The game of SKATE: The circular and the linear

SKATE is a game of elimination where a skater performs a trick of his choice and, if successful, other competing skaters  try to copy it. If a player fails to successfully imitate the trick, he moves through the letters of the word SKATE. Hence, after a first fail he's on the letter 'S' of SKATE, after failing again, he moves to 'K', and so forth. A skater that reaches the E of SKATE is eliminated. When the leading skater fails to land his trick, the next skater has a turn to lead.

But how is the first leader of the game selected? Through 'stone, paper, scissors', where two players hold up their right hands at precisely the same moment. Held as fist, the hand represents a stone; fingers in a 'V' represent scissors; and the open palm represents paper. Stone blunts scissors, scissors cut paper, and paper wraps stone, so if fist and palm are held up at the same time, the palm is the winner, and so on.

As simple as this game seems, it has tremendous depth. It is reminiscent of a teaching in eastern philosophy where it is taught that their are five primary elements in the world: fire, water, earth, metal, and wood, and that each element is conquered by one another. Thus wood, in the form of a plough, conquers the earth; the earth, in the form of a dam, conquers water; water extinguishes fire; fire melts metal; and metal can shape wood into a plough. The idea suggests  a circular relationship between the elements in the physical universe.

The game of SKATE, itself, however, has a linear theme. Players pass from letter to letter until they are eliminated and only one skater is left - the winner.

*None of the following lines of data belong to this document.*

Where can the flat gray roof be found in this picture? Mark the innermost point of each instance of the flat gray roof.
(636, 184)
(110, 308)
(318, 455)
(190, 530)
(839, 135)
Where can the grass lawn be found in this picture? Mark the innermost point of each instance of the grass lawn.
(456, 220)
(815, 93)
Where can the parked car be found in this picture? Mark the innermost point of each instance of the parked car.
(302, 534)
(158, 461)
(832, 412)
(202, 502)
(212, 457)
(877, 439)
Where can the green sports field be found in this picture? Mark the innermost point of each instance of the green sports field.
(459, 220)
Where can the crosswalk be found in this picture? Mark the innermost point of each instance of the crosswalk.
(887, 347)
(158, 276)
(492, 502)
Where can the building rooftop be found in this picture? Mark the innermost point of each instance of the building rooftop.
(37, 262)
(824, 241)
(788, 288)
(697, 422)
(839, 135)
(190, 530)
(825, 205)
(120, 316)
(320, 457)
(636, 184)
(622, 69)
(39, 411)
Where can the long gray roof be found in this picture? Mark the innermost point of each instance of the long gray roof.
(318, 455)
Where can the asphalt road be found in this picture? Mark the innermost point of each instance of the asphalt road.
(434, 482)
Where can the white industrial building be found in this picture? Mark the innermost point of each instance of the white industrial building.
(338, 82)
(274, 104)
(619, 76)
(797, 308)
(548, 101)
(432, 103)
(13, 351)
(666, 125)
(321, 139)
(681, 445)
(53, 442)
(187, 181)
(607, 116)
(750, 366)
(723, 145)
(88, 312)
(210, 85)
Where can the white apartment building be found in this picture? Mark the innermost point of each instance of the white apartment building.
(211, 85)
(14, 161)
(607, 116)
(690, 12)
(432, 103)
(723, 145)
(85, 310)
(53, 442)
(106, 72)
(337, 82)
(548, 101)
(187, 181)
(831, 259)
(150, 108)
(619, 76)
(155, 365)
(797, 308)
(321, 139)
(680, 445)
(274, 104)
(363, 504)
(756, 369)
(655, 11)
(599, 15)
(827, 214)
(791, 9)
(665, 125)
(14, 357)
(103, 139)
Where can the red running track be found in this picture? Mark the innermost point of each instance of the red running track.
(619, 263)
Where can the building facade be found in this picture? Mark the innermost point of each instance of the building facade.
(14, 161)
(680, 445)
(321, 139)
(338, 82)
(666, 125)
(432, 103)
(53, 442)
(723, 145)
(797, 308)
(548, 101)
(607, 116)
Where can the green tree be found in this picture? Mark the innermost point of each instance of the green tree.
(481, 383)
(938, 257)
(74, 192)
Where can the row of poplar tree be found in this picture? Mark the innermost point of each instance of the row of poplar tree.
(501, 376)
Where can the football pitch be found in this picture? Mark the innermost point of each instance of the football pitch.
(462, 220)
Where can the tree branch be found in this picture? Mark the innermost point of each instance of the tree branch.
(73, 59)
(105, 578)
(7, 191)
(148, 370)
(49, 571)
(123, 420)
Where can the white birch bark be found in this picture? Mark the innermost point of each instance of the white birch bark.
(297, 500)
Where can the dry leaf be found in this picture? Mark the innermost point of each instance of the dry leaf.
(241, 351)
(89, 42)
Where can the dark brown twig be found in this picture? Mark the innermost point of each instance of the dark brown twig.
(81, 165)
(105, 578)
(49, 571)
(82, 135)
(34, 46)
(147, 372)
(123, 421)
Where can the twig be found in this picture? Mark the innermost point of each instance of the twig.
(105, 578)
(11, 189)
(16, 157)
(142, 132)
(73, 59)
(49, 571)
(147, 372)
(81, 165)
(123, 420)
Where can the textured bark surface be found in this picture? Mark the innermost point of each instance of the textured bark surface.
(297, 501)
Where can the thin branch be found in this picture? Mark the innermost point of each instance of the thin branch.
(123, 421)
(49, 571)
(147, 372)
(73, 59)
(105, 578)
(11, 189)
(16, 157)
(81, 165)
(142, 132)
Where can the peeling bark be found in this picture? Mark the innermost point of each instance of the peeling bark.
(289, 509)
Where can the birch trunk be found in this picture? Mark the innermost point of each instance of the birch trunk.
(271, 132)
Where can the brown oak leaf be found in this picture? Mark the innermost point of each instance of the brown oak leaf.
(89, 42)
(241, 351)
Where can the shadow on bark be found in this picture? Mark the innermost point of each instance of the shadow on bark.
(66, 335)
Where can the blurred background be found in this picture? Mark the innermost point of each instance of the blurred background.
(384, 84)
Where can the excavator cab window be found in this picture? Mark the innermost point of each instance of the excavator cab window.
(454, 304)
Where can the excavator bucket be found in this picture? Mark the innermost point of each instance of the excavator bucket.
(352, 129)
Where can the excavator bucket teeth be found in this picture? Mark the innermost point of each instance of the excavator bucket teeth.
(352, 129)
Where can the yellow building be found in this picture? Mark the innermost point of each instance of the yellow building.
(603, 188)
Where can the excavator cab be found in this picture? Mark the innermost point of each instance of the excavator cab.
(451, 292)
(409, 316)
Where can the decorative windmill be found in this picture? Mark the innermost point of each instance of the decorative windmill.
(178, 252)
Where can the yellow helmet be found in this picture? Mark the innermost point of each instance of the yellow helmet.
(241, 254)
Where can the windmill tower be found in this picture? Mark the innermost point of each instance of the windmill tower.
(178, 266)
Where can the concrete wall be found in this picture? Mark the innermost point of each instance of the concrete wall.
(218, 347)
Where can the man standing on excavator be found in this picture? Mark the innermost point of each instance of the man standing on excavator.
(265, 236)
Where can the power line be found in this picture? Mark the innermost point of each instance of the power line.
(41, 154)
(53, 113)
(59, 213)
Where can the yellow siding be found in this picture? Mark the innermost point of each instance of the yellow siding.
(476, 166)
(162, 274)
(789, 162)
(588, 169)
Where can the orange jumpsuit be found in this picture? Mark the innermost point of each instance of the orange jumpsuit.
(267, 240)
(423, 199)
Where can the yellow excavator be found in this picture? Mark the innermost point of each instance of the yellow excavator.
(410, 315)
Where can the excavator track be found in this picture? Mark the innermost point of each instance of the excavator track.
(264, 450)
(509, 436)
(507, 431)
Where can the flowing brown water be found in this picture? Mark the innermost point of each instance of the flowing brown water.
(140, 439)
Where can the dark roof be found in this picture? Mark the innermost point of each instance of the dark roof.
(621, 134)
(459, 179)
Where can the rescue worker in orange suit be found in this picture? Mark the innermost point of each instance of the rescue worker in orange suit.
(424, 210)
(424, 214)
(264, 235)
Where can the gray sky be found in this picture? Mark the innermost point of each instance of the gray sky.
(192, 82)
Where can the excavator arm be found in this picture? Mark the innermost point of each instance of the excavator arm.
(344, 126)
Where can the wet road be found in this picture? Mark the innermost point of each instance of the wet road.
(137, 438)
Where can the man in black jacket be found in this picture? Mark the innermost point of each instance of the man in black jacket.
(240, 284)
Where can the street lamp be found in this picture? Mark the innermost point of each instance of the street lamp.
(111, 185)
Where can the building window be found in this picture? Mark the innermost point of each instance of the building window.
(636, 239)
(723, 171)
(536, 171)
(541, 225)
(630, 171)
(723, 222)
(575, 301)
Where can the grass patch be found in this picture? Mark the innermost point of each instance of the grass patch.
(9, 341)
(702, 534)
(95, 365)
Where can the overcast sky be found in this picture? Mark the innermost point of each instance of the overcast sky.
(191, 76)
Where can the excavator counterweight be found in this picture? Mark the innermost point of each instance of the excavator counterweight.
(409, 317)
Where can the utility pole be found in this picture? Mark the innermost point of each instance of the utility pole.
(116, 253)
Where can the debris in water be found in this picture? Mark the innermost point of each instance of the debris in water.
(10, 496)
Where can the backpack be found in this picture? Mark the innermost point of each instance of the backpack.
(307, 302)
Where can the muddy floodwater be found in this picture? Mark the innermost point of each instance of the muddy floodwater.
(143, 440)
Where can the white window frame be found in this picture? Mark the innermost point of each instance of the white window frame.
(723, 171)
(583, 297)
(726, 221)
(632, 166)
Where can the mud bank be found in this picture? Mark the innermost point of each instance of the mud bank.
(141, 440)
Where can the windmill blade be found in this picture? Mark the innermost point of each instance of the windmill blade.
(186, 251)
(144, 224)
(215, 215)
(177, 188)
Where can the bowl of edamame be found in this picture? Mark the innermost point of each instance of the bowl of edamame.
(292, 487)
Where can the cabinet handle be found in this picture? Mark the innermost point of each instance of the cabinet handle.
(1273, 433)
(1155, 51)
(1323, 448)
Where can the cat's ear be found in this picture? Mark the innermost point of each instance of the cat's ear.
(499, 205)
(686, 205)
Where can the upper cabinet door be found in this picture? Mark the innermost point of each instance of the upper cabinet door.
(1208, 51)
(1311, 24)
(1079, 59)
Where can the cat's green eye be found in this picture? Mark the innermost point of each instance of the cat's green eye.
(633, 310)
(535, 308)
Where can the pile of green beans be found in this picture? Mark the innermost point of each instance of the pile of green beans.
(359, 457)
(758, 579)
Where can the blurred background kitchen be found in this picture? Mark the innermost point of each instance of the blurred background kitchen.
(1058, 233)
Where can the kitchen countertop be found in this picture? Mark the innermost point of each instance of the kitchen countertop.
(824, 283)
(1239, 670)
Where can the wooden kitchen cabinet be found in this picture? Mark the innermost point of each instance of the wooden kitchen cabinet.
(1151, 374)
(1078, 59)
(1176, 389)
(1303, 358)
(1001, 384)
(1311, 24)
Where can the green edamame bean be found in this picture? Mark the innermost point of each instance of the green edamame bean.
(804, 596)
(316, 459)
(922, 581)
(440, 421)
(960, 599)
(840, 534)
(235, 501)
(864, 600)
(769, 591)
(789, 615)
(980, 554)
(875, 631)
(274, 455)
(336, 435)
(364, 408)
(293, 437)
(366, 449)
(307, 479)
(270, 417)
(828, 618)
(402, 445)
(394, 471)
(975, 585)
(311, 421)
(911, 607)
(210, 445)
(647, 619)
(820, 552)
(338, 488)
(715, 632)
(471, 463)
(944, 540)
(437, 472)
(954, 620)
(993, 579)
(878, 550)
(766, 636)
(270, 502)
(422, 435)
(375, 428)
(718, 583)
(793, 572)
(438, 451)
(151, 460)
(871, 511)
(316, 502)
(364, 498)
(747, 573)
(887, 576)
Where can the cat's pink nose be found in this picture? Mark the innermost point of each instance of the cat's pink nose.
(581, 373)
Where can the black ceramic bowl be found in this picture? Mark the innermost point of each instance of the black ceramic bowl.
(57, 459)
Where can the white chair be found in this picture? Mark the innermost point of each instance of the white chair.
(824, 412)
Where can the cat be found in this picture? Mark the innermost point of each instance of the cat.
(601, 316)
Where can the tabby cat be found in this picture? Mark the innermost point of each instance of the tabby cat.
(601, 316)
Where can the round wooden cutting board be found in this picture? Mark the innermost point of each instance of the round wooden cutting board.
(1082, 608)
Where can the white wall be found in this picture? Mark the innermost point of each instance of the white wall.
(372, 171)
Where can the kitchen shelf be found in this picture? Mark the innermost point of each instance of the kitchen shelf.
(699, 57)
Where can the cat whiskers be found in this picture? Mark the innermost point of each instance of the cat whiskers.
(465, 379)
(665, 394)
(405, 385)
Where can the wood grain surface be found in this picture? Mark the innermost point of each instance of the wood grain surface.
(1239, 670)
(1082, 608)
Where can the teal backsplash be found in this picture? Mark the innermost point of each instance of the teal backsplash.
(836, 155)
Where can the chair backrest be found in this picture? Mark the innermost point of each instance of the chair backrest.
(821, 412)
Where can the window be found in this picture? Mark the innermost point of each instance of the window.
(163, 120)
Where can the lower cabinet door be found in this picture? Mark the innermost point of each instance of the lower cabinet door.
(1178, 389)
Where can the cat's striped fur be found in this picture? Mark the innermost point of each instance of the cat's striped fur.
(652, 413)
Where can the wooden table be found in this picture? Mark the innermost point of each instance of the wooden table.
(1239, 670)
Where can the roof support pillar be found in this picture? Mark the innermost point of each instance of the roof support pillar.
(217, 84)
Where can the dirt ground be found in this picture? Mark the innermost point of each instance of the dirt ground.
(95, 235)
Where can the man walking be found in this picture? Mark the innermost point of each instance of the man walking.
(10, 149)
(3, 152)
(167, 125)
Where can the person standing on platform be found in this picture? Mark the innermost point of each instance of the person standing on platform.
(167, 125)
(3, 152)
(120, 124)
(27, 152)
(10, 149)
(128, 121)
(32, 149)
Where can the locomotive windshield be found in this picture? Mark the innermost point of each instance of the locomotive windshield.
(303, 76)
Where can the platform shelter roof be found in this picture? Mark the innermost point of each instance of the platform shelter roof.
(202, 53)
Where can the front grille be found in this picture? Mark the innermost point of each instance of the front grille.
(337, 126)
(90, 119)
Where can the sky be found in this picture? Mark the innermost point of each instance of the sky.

I like to imagine that the circular introduction to the game, which highlights the equality of elements, serves to remind the winner of the linear game of SKATE that he may be better than his competitors this time, but there will always be someone who can outdo him. And if not in flatland tricks, in mini ramp skating, and if not in mini-ramp, in academia or kind-heartedness, etc. This notion helps temper the egotism that may arise from being a winner, and helps maintain a sense of equality and camaraderie amongst the competitors.

This interpretation is definitely my own. And perhaps I conceived it to console myself whenever I lose (which is often!). But hey, lets not psychoanalyze me too much!